La pelea me impresionó mucho. Primero, entre gritos y aplausos, se presentaban los perros, enormes, a la multitud mientras un maestro de ceremonia con micrófono, autoparlantes y un rejunte de pasacasetes decía cosas y la gente apostaba. Más gritos y aplausos. Después de una serie de palabras ininteligibles no solo por el idioma sino por la calidad del audio, soltaban los perros y los dejaban morderse las orejas hasta sangrar. Un revuelo de hombres provenientes de pueblos lejanos caminaban pisoteando el barro. Otros, a la distancia, de pie en una loma o sobre los árboles, intentaban ver mejor aunque sea de lejos. Fue una experiencia movilizadora que luego me arrepentí de no haberla filmado.
Con mucho hambre partimos a la casa de nuestro chofer, en ese momento nos enteramos que, en realidad, era el lugar donde iríamos a comer esas delicias. No me extrañaría que algunas de las vueltas y la parada en la pelea de perros hayan sido para darles tiempo suficiente a los familiares a hacer las compras y cocinar.
El pueblito de Taheem resultó ser el que tenía más potencial para fotografiar. Qué pena que habíamos pasado la mayor parte del día dando vueltas en el auto y no en ese pueblo. Conocimos a las hijas de Taheem, una bella niña de unos 6 años y una beba. Su hermosa esposa no se movió de la cocina en la terraza porque no tenía autorización de conocer a Karim, por ser hombre y no pertenecer a su familia ni al pueblo. Nosotras sí pudimos subir un rato a la terraza donde había otros familiares, el padre sentado en la cama de exterior disfrutando del sol, niños que corrían y trepaban, y el hermano más joven, de 18 años, que cocinaba y ayudaba a servir.
A la hora de comer nos llevaron a un cuartito que tenía una sola ventana con una cortina que apenas dejaba entrar la luz. La comida ya estaba en el piso sobre una alfombra cubierta por un mantel que sería nuestra mesa. Sobre ésta, un exquisito arroz con pollo biryani, pakoras y gaseosa. Todo ese banquete para Karim, Taheem y nosotras. Nadie más tenía acceso a la salita por la presencia de Karim.
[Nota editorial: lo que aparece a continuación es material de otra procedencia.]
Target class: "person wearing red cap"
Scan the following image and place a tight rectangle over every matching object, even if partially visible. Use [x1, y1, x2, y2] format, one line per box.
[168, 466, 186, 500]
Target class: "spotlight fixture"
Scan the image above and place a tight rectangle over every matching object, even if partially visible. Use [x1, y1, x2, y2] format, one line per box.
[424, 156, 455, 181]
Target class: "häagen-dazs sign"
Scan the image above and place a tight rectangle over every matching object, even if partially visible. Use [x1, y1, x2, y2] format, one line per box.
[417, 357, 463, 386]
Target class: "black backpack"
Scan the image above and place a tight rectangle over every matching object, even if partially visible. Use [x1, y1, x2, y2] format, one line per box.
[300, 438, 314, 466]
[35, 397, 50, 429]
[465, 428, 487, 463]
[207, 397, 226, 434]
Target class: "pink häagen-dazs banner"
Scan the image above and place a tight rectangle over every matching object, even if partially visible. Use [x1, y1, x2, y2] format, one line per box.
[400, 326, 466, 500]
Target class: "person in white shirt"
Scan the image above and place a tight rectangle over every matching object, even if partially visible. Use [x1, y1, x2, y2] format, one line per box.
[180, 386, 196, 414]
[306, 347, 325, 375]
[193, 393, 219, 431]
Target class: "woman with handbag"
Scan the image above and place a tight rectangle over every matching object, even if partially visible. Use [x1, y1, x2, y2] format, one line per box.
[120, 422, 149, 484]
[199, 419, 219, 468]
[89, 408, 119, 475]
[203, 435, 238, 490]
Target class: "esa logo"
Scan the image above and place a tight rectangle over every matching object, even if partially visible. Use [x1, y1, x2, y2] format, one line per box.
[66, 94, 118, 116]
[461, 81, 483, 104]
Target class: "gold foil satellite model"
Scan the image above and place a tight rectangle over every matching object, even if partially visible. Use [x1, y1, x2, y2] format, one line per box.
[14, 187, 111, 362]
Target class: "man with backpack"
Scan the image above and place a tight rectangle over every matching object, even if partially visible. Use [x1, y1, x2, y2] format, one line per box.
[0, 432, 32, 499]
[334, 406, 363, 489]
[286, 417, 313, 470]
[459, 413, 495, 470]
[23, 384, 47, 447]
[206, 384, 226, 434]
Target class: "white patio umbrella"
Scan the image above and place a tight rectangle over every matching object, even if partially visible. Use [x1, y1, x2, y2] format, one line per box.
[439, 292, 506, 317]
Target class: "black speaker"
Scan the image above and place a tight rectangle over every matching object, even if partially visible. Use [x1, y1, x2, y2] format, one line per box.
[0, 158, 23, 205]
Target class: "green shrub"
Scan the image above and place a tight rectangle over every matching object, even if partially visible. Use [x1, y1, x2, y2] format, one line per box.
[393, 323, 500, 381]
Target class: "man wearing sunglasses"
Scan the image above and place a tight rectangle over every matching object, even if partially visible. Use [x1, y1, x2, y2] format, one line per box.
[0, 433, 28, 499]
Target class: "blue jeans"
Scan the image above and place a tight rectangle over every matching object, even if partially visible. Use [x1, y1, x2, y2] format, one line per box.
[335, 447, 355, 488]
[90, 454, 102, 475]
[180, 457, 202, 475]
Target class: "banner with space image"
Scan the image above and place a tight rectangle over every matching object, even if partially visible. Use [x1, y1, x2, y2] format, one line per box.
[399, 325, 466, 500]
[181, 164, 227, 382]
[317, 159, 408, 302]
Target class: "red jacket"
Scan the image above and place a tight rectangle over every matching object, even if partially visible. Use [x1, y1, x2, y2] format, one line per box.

Una pena no haber podido hablar más tiempo con la esposa y las otras mujeres que vimos en la terraza. Después de comer, salimos a sacar fotos por todo el pueblo. A nuestros guardaespaldas de siempre se sumó la pequeña hija de Taheem.
Lamentablemente tuvimos que regresar a Lahore antes de lo previsto. Las noticias comentaban una posible visita del príncipe de Arabia Saudita. De ser así, habría embotellamientos por operativos de seguridad. A eso se sumaba un atentado ocurrido el día anterior en la ocupada Cachemira. Habían muerto 40 militares indios, algo de tal magnitud no sucedía desde hacía décadas. Era altamente aconsejable regresar al hotel. India ya acusaba a Pakistán del atentado y Modi había comenzado a poner restricciones.
Llegamos al hotel sin mayores problemas. Desde la habitación seguimos un poco las noticias por la BBC mientras Mano, el marido de Graciela, comenzaba a preocuparse por nuestra seguridad.